Ces tendances cherchent à promouvoir l’illusion que la pression exercée par la base sur le gouvernement Biden et le Parti démocrate peut forcer la classe dirigeante à «changer de cap». Cette perspective est une impasse. La leçon amère des mouvements antiguerre du passé – qu’il s’agisse de la guerre du Vietnam ou de la guerre d’Irak – est que tout mouvement subordonné au Parti démocrate et limité au cadre de la politique de protestation de la classe moyenne s’effondrera inévitablement et sera manipulé par la bourgeoisie.

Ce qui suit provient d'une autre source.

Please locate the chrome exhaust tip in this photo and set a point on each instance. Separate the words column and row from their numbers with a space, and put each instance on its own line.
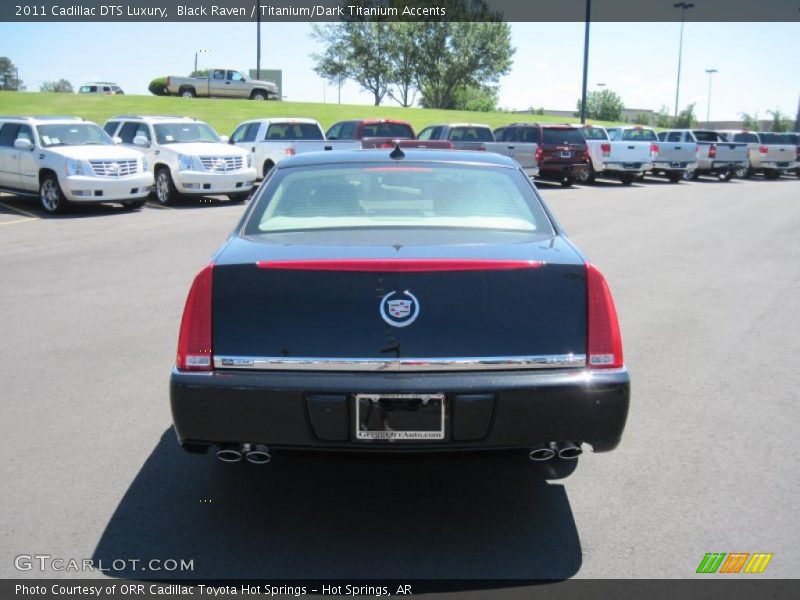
column 569, row 451
column 259, row 455
column 229, row 454
column 542, row 453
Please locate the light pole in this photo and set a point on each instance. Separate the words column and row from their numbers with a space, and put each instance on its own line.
column 204, row 51
column 708, row 108
column 585, row 60
column 684, row 6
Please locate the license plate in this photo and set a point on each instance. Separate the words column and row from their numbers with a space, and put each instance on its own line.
column 409, row 417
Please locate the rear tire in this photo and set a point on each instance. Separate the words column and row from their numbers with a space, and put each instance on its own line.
column 51, row 197
column 166, row 193
column 238, row 198
column 133, row 204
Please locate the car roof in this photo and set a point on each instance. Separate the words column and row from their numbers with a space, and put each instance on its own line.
column 409, row 155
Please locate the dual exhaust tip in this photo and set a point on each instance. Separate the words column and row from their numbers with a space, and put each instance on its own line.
column 257, row 454
column 564, row 450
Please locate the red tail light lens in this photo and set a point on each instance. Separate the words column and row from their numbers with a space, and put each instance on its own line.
column 604, row 341
column 194, row 339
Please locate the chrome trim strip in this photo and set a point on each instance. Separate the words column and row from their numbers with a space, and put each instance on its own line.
column 488, row 363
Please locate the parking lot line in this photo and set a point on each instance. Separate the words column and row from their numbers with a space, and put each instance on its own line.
column 19, row 210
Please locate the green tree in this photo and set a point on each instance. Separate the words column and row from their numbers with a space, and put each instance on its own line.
column 9, row 75
column 359, row 51
column 686, row 119
column 780, row 122
column 62, row 86
column 604, row 105
column 749, row 121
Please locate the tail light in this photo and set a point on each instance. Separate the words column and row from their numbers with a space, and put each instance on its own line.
column 194, row 339
column 604, row 341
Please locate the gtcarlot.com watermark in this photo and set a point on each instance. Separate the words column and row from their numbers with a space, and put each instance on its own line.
column 49, row 563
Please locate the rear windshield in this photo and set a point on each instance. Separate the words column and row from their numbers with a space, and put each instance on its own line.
column 563, row 135
column 639, row 135
column 393, row 130
column 707, row 136
column 79, row 134
column 471, row 134
column 772, row 138
column 414, row 195
column 294, row 131
column 178, row 133
column 594, row 133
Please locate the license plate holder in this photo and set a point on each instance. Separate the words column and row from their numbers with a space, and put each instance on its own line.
column 399, row 417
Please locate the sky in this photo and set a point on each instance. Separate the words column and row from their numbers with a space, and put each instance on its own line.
column 758, row 63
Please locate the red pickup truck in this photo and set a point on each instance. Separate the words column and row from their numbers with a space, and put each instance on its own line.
column 382, row 133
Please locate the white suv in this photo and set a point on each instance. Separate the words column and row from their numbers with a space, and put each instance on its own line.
column 187, row 156
column 67, row 159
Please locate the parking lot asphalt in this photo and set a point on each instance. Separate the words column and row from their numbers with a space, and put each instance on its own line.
column 706, row 277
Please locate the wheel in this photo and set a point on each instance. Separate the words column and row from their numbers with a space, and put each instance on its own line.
column 133, row 204
column 586, row 177
column 165, row 188
column 51, row 196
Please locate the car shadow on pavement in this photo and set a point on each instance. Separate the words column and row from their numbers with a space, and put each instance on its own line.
column 337, row 516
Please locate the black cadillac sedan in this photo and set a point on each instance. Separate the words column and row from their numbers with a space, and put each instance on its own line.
column 398, row 300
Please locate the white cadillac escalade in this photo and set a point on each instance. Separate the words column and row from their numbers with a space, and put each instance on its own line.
column 187, row 157
column 65, row 160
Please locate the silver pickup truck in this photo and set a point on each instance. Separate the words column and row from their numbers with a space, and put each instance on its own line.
column 222, row 83
column 674, row 158
column 476, row 136
column 271, row 140
column 769, row 153
column 715, row 155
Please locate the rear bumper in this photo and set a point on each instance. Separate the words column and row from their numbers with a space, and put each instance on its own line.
column 483, row 410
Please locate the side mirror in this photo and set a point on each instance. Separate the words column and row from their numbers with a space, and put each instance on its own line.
column 23, row 144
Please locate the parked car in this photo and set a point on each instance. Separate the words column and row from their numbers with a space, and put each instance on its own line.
column 561, row 155
column 187, row 156
column 770, row 154
column 270, row 140
column 108, row 88
column 625, row 153
column 67, row 160
column 222, row 83
column 674, row 159
column 479, row 324
column 473, row 136
column 715, row 155
column 377, row 133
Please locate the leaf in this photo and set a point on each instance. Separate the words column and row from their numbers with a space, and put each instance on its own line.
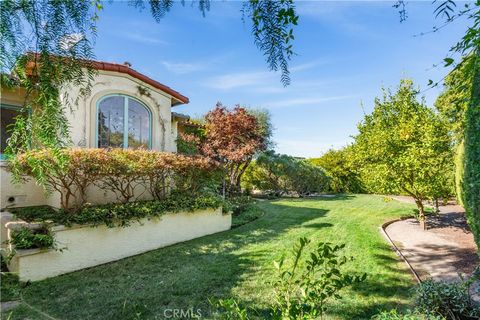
column 448, row 61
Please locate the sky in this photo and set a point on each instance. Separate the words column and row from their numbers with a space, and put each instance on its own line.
column 345, row 53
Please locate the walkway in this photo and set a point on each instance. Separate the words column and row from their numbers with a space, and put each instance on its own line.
column 443, row 251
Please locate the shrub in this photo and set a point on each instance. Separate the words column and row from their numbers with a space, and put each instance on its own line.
column 459, row 171
column 340, row 168
column 121, row 214
column 244, row 210
column 301, row 292
column 279, row 174
column 126, row 173
column 26, row 238
column 449, row 300
column 409, row 315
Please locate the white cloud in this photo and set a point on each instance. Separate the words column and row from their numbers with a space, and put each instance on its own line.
column 144, row 38
column 258, row 81
column 240, row 79
column 307, row 148
column 183, row 68
column 303, row 101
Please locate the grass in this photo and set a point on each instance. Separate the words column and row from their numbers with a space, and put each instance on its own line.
column 235, row 263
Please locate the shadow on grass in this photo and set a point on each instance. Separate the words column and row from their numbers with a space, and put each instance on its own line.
column 383, row 287
column 181, row 276
column 185, row 275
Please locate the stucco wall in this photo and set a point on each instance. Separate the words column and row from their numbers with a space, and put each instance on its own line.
column 82, row 119
column 90, row 246
column 83, row 116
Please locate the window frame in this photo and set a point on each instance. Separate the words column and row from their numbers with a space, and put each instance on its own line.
column 125, row 118
column 4, row 156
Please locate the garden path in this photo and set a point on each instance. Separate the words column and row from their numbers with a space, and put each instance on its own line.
column 444, row 251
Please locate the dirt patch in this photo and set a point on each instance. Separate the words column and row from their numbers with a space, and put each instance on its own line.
column 444, row 251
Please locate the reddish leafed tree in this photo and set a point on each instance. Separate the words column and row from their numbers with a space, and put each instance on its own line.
column 232, row 137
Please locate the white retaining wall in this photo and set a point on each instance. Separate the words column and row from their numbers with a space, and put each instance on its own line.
column 87, row 246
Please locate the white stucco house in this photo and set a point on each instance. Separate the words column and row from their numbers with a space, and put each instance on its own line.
column 125, row 109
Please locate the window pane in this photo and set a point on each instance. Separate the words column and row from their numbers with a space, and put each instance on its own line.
column 111, row 122
column 7, row 117
column 138, row 125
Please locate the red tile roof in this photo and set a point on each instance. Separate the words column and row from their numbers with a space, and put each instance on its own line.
column 115, row 67
column 125, row 68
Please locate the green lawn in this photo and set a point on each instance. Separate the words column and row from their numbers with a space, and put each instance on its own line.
column 236, row 263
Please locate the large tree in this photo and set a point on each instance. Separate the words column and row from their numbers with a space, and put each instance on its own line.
column 341, row 169
column 232, row 137
column 406, row 146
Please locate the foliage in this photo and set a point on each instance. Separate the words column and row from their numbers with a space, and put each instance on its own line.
column 272, row 28
column 280, row 174
column 126, row 173
column 303, row 293
column 26, row 238
column 471, row 177
column 409, row 315
column 232, row 138
column 265, row 126
column 238, row 264
column 303, row 288
column 403, row 145
column 229, row 309
column 459, row 172
column 340, row 168
column 121, row 214
column 453, row 102
column 59, row 33
column 447, row 299
column 244, row 210
column 188, row 141
column 10, row 289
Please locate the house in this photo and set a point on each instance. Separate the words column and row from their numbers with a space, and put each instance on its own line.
column 125, row 109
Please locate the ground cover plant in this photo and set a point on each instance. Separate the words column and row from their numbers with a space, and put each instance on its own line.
column 280, row 174
column 120, row 214
column 238, row 264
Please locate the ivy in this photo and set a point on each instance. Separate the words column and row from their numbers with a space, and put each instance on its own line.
column 26, row 238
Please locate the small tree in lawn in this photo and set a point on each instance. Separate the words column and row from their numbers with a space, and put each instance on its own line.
column 406, row 146
column 232, row 137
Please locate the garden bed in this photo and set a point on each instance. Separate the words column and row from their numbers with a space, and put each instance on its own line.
column 83, row 246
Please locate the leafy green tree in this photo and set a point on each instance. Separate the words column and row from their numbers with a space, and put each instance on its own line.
column 61, row 34
column 407, row 145
column 340, row 168
column 280, row 174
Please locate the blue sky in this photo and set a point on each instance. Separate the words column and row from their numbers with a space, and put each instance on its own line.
column 346, row 51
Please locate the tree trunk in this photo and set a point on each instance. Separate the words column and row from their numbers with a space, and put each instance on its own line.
column 421, row 214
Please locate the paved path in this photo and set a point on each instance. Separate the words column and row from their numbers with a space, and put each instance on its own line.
column 443, row 251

Mais le 20e siècle nous offre également une autre leçon: la révolution d’Octobre 1917 en Russie, qui a marqué le début de la fin de la Première Guerre mondiale, et toute l’histoire du mouvement trotskiste démontrent que la lutte pour la défense des droits démocratiques et la lutte contre la guerre ne peuvent réussir que si elles sont enracinées dans un mouvement indépendant de la classe ouvrière. C’est pourquoi l’IYSSE insiste sur la nécessité de construire un nouveau mouvement antiguerre socialiste, clairement orienté vers le programme et la théorie du marxisme révolutionnaire et vers la mobilisation de la classe ouvrière internationale en tant que principale force révolutionnaire de la société.